"W Berlinie, a może mówiąc dokładniej w Urzędzie Kanclerskim, nikt zdaje się nie rozumieć (albo nie chce rozumieć), jak wielkie szkody wyrządzają, podejmowane na własną rękę i sugerujące czasem upartość, decyzje Olafa Scholza" – pisze w sobotę niemiecki dziennik "Sueddeutsche Zeitung" (SZ).
Autor tekstu, którego fragmenty przytacza polska redakcja Deutsche Welle, zwraca uwagę, że Europa tkwi w najgłębszym kryzysie od II wojny światowej, a prowadząc zarządzanie kryzysowe dużą rolę odgrywa odpowiednia komunikacja, w tym przypadku informowanie ludzi, jakie kroki podejmuje się przeciwko kryzysowi oraz informowanie innych rządów, jak i dlaczego się to robi.
"Komunikacja kryzysowa Olafa Scholza na arenie europejskiej ogranicza się zaś do jednego zdania, w najlepszym razie będącego wyrazem ignorancji, a w najgorszym arogancji. A mianowicie, że Niemcy robią wszystko dobrze" – czytamy w materiale.
"Niemcy robią wszystko dobrze dla Niemiec. A co z Europą?"
"SZ" zwraca uwagę, że to punkt widzenia kanclerza i być może jest to prawda, jeśli chodzi Republikę Federalną. "Niemcy robią wszystko dobrze dla Niemiec.

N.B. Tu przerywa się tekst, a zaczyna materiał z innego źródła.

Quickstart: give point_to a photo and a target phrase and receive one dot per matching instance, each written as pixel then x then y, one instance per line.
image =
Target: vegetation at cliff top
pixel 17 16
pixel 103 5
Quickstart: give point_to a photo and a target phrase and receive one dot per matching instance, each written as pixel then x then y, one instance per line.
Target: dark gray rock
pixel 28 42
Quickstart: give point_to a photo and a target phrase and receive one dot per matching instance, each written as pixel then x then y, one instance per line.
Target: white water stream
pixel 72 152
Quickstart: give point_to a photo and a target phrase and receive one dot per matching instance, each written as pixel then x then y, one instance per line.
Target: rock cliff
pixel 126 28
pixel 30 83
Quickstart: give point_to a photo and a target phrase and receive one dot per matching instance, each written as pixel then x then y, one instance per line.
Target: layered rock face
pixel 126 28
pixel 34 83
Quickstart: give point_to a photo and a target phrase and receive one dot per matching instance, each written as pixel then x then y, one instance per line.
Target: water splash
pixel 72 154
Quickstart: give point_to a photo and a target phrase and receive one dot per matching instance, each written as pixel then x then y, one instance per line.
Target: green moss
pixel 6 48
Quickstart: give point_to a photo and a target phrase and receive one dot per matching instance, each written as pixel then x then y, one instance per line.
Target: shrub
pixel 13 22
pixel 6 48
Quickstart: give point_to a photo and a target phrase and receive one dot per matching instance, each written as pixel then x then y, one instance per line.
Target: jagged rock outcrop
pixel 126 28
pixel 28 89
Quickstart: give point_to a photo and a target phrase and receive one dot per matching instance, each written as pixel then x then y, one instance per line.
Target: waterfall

Ale dla Europy? Czy to możliwe, że wszyscy unijni partnerzy, którzy nie podzielają opinii Scholza, są głupi?" – pyta komentator.
Dalej podkreśla, że w Unii Europejskiej pojawiły się rysy – na ostatnim szczycie w Brukseli wyraźne były tarcia i spięcia "między Niemcami a częścią wschodnich Europejczyków w sprawie dostaw broni, między Niemcami i wieloma południowymi partnerami w sprawie limitu ceny gazu, między Niemcami a Francją we wszystkich możliwych sprawach (…)".
Gazeta zwraca uwagę, że wojna na Ukrainie wywiera na UE ogromną presję, ale "wytrzymałość Unii, mimo wszystkich problemów, jest wysoka".